The authorities are monitoring three Libyan diplomats suspected to be intelligence operatives working for Muammar Gaddafi, The Sunday Times has learnt.

No official confirmation could be obtained about the men, whose names are not being published for security reasons. However, sources said the security service has been monitoring them for some months.

Members of the Libyan community in Malta have also flagged their presence on the island and requested their expulsion. However, although the authorities are on the alert, the agents are not percieved to be a high risk threat.

Their movements in the past months were often conspicuous, with the agents holding meetings in the same location time and again.

Other Libyans believed to be agents who were sent in the past months were denied visas after being flagged by the security service.
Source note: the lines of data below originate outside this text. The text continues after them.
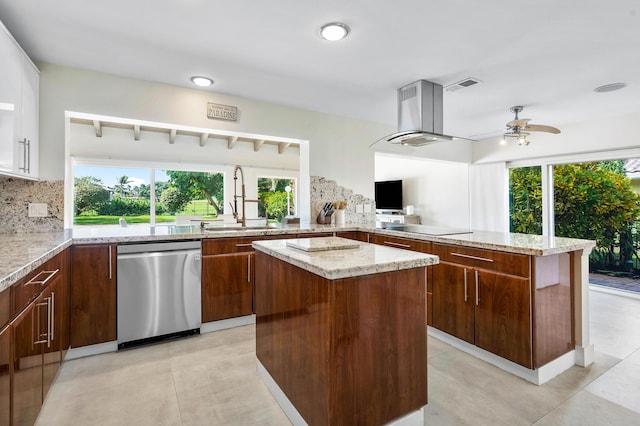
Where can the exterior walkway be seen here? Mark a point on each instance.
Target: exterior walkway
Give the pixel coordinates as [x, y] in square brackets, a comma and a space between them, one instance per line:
[620, 283]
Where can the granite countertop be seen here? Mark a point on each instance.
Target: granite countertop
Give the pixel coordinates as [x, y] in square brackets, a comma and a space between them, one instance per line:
[22, 253]
[533, 245]
[335, 263]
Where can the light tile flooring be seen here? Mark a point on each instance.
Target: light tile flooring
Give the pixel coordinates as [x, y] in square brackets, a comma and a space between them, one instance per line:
[211, 380]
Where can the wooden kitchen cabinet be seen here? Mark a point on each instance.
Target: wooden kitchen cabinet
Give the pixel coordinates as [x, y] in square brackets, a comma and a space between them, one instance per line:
[227, 286]
[474, 300]
[414, 245]
[228, 275]
[93, 294]
[29, 336]
[5, 375]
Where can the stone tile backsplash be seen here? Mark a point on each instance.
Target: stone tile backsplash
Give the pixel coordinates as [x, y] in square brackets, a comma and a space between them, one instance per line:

The agents in Malta are believed to have been gathering intelligence about humanitarian shipments leaving Malta for rebel held areas and trying to coordinate fuel and supplies shipments to the regime during the height of the conflict.

Libyan ambassador Saadun Suayeh confirmed he knew of the diplomats and said they may be deported on the basis of their alleged ties to the regime.

However, a Foreign Affairs Ministry spokesman said no request had been made by the Libyan ambassador to have them removed from the list of diplomats, as is protocol.

Meanwhile, Qatar-owned broadcaster Al Jazeera reported last week that a document “provided by the embassy in Malta suggests that a number of Libyans who allegedly met with Goma Gomati (now the ambassador of the National Transitional Council to London) should be kidnapped.”

Dr Suayeh denied these allegations: “This alleged document is not a Libyan Embassy document. As far as this document is concerned, it did not go out from this embassy.

Chase for Gaddafi’s spies in Malta

“I will investigate the case myself, but I doubt that any such document ever went out of this embassy. I am not aware of any, unless something was done behind my back,” Dr Suayeh insisted.

During his speech in Arabic, addressed to the Libyans celebrating the end of Ramadan and the start of a “new Libya” at the embassy in Balzan, Dr Suayeh said the embassy, including its people, could not change overnight. “However, there’s no place at the embassy for people who have stained their hands with Libyan blood,” he warned.

The news comes after the Prime Minister of Libya’s provisional government Mahmoud Jibril warned on Friday of “possible infiltration of Gaddafi thugs on Maltese soil to create instability”.

Dr Jibril met Prime Minister Lawrence Gonzi during a brief stopover in Malta after attending the Friends of Libya summit in Paris.

Asked whether the National Transitional Council feared that Malta could be used as an exit route for Gaddafi loyalists, Dr Jibril replied with a straight “yes”.

He added Malta, like other Libyan neighbours, could be used as a base for ex-regime functionaries to escape justice or serve as a launch pad for actions that could destabilise Libya. The north African country’s national security could not be isolated from Malta’s, he said.

Dr Gonzi made it “absolutely clear” that Malta had no intention of protecting anyone fleeing justice.